3. What is Dubai's equivalent to Best Buy? Where can I buy electronics, computers, routers, printers?

- jumbo, sharaf DG, jacky's, carrefour, lulu, computer souk area, etc

4. What is Dubai's equivalent to Staples? Where can I buy office supplies, stationary?

- Cant think of a name, but I am sure there is something...since there are a ton of offices here...

regards


----------



## 4drsupra (Sep 1, 2010)

hey another canadian moving too...you staying in dubai?


----------



## Guest (Sep 23, 2010)

You will find electronics much more expensive here than in Canada. Buy anything there you need. Most electronics now work on both voltages 

You asked about chargers - do you mean transformers? If some of your things only work on 110/120, you will need a transformer. If, for example, your electric toothbrush is 120, you won't be able to use a charger bought here because it will be 240. A transformer will change the power output or input as necessary.

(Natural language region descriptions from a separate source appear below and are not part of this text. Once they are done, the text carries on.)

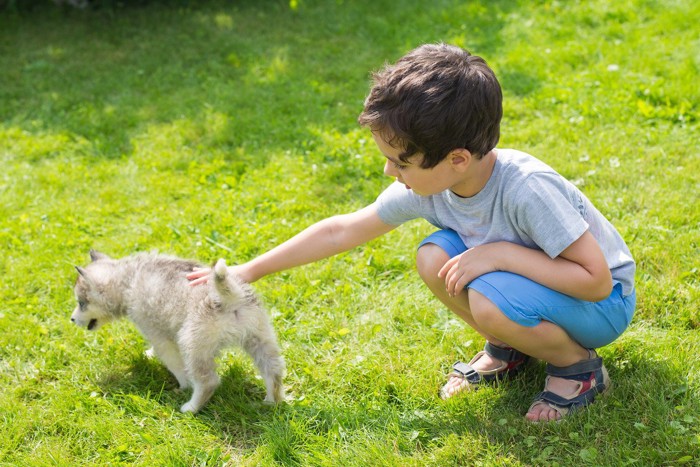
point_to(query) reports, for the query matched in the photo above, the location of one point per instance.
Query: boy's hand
(462, 269)
(198, 276)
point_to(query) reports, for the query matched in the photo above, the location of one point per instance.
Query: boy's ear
(460, 159)
(96, 255)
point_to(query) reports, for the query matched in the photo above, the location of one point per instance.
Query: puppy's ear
(96, 255)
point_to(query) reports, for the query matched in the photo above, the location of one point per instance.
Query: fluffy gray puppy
(187, 326)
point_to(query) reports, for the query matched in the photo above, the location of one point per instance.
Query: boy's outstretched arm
(325, 238)
(580, 271)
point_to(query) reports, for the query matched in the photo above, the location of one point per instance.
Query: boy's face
(423, 182)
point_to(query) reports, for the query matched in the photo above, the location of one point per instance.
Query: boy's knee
(430, 258)
(485, 313)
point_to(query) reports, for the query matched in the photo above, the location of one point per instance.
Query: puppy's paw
(189, 407)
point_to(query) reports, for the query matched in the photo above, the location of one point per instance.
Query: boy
(522, 256)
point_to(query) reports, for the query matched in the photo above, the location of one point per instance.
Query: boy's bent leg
(545, 341)
(429, 260)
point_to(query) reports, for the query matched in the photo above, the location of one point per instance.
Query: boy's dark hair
(435, 99)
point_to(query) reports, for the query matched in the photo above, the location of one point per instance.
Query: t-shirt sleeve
(397, 205)
(549, 212)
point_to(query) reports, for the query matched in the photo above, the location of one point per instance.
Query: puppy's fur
(187, 326)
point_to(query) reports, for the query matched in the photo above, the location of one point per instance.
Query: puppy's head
(92, 291)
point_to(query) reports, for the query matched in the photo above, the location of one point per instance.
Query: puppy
(187, 326)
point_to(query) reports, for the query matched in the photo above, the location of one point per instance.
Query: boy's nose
(389, 169)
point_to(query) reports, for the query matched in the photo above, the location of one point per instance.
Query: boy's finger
(442, 273)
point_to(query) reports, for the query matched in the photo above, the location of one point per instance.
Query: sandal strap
(506, 354)
(467, 372)
(584, 367)
(558, 402)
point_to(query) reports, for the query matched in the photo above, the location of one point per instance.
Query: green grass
(219, 129)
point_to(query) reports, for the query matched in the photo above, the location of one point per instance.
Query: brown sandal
(513, 362)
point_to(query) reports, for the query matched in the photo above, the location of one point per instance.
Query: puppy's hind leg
(169, 353)
(200, 365)
(265, 352)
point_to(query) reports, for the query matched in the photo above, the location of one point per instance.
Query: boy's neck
(478, 176)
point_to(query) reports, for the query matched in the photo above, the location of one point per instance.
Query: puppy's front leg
(202, 372)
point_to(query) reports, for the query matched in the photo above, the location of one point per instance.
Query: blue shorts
(591, 324)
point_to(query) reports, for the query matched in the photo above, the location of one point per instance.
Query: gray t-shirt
(524, 202)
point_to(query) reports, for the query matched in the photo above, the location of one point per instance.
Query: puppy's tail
(226, 285)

If they are dual voltage though, you shouldn't need a charger, only an adapter for the wall sockets which are different, although you can get multi socket extension cords that will fit most types of plugs

sorry I can't give suggestions for the other things


----------



## Jynxgirl (Nov 27, 2009)

Do not skimp on the cheap transformers. You really do get what you pay for with them.


----------